Sabahattin Ali'nin her zaman ki gibi başka bir güzel eseri... Yalan Dünya 13 öyküden oluşan bir kitap. Her öyküsünde buram buram Anadolu kokusu aldığınız. Her sayfasında biraz kendinizi bulduğunuz. Her karakteri sanki bir nefes ötedeymiş gibi hissettiğiniz mükemmel bir eser..

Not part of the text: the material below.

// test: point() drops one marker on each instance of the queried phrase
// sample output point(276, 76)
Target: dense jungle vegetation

"Asfalt Yol'u" okurken görev yaptığı köye yararlı olmayan çalışan bir köy öğretmeni oldum,
"Ayran" öyküsünde güğümüne doldurduğu ayranı, kış ayazında satıp evine ekmek götürmeye çalışan Küçük Hasan'a üzüldüm,
"Isıtmak İçin'de" varlık içinde yokluk çeken bir mahallede oturup, hasta kızını ısıtabilmek için kapı kapı dolaşıp 3-5 kuruşa çamaşır yıkayan vefakâr annenin çaresizliğini kalbimin derininde hissettim,
"Bir Konferans'ta" belki de ilk defa bir konferansa şahit olan köylülerin halini gülerek okudum.
Esere ismini veren "Yeni Dünya" öyküsünde rekabeti gördüm, fazla hırsın insana verdiği zararlara hayretle şahit oldum.
"İki Kadın'da" Hacer ile Esma'nın itişmelerini,
"Sulfata'da" Aliye'nin sıtma hastalığına aradığı çareyi onlarla beraber yaşadım.
Kâh üzüldüm kâh güldüm. Kendime sürekli telkin ettim, hayır Sevim ağlamayacaksın... Ama son hikaye, "Hasanboğuldu"... Beni bulutların üstünden aldı, yere çarptı. Hasan'la beraber boğuldum, Emine ile ağladım, dillerde bir ağıt oldum. Zaten oldum olası bu kavuşamayan aşık hikâyeleri beni duygulandırmıştır. Ancak bunu okuyunca dedim ki; vay be aşk için neler yapılıyormuş.